Patterns in Global, Regional, and Local Groundwater Depth

Up until this point, there has been no unifying effort to create a global map of groundwater tables.  However, a global, comprehensive map of the location and depth of water tables throughout the world can help with finding global patterns of groundwater movement.  Fan et al. compiled all existing government records of groundwater tables from over a million well sites around the globe.  Where government records were not available, they used data from published literature.  The compiled map was not complete though;  the water tables in many places around the globe remain unrecorded.  In order to look more closely and completely at global, regional, and local trends in groundwater distribution and depth the researchers also used a pre-existing groundwater table model.  They found that groundwater tends to be shallowest in the most humid climates, in wetland regions, in arid valleys and along the edges of continents, especially in areas with long, flat, plains of wetlands leading up to the coast.  Additionally, the model looked for the influence of three forces—climate, terrain, and sea level—on the water table depth (WTD).  While sea level has the strongest influence on WTD globally, regionally climate and topographic gradient are most important, and locally they found that terrain can override climate boundaries and lead to climatic anomalies like oases. —Alison Marks

Fan, Y., Li, H., Miguez-Macho, G. Global Patterns of Groundwater Table Depth.  Science 339, 940–943.
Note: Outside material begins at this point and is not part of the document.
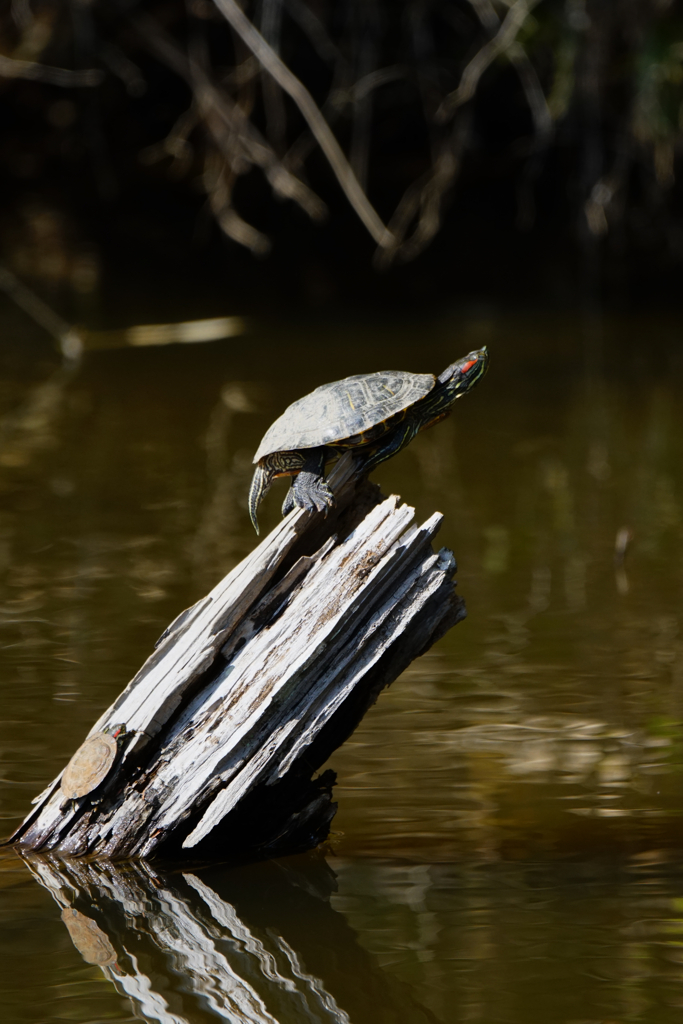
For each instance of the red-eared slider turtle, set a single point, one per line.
(91, 763)
(377, 414)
                  Fan et al. began by compiling pre-existing data about groundwater abundance and depth into a global map.  The process included using data from 1,603,781 well sites throughout the world.  This map, while unique in that these data had never been compiled together before, was not highly comprehensive as it only covered areas that had been surveyed.  Many areas in Africa and Asia were completely blank.  With the partial map, Fan et al. were able to determine a few trends.  They found that WTD is usually less than 5 meters deep, especially in humid climates (wetlands) and arid valleys (all of the water from the area converges to one place).
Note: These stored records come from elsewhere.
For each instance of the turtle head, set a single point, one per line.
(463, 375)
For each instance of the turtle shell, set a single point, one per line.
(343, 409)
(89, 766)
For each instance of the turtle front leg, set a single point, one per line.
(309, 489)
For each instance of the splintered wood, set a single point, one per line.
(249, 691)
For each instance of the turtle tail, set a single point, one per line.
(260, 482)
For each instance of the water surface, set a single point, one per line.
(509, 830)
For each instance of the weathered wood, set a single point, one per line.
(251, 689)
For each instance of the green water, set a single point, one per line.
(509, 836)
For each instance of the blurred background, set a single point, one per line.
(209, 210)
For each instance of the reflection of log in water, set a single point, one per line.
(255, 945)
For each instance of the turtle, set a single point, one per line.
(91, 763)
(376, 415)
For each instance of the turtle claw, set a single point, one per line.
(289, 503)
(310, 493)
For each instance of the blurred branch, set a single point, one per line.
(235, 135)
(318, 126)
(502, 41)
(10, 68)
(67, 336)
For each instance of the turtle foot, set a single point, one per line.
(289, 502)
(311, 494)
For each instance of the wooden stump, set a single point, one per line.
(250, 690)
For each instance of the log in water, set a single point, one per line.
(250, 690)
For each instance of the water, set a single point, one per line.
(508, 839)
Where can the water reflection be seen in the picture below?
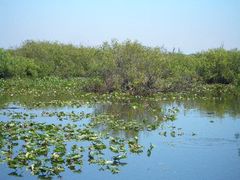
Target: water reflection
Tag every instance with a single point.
(52, 140)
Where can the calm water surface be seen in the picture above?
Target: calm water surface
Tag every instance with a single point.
(206, 143)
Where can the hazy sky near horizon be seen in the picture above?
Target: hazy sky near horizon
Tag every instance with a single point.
(191, 25)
                  The researchers then used a previously developed groundwater flow model, which offers a comprehensive, but simpler, view of the movement and depth of groundwater throughout the world.  The model also doesn’t consider any possible anthropogenic forces that could be affecting the groundwater supply, including pumping, irrigation, and the dumping of wastewater.  Despite its low resolution, the model allowed for the researchers to identify certain trends in WTD across climates, terrains, and relation to sea level.  Globally, sea level greatly affects WTD;  along the edges of continents and along coastal wetland plains the land tends to be saturated and the WTD tends to be shallow.  Regionally, climate is the primary factor that influences WTD.  Deserts tend to have deep WTD with low recharge, whereas tropical swamps tend to have shallow WTD with a high rate of recharge.  Topographic gradient also influences WTD at a regional level, where especially flat lowlands can lead to large inland freshwater wetlands like those seen in Central America.  Finally, the authors found that at a local level, the terrain is the most important factor.  Basins, cliffs, flatlands, and mountains can all confound the previously mentioned trends at a local level, leading to anomalies like oases in the middle of arid basins due to concentrated water collection in one place. 
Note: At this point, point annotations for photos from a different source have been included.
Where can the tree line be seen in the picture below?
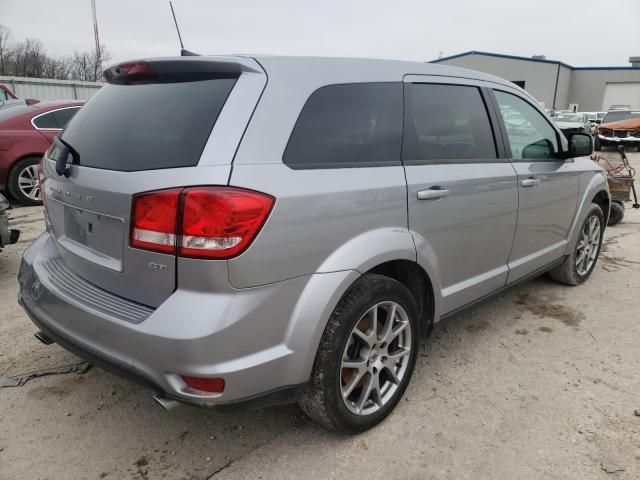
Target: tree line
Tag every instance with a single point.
(29, 58)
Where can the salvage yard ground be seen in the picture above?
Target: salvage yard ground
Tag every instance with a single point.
(542, 381)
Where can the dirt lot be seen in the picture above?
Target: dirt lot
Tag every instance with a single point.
(540, 382)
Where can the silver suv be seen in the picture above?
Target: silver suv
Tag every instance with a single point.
(264, 230)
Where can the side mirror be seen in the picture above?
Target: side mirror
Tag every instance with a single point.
(580, 145)
(541, 149)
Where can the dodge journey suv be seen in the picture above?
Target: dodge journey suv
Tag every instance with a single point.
(263, 230)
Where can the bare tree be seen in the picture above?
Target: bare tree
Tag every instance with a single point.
(5, 38)
(29, 59)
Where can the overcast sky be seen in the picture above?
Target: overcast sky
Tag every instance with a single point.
(587, 33)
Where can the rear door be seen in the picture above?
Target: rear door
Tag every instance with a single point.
(462, 193)
(547, 186)
(178, 126)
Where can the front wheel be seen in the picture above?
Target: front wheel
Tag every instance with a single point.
(366, 356)
(579, 265)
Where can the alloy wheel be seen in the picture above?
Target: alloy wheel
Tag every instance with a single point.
(588, 244)
(376, 358)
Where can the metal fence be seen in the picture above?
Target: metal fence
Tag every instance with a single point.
(48, 89)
                  Better understanding the depth of water tables is important for many reasons.  Not only can understanding the flow and depth of groundwater help better inform our understanding of the water cycle, it can inform how we interact and think about the areas that we are in.  Understanding how groundwater moves throughout our world, both locally and on a larger, global scale, can help to inform important decisions about groundwater use.  Through compiling a map of existing data, Fan et al. not only created a resource where one did not exist before, but they also pointed out holes in the current understanding of the great pools and rivers of water that exist below earth’s surface.  Though the results of this study are not complete or definitive, they hopefully can inspire further research into groundwater data collection and analysis.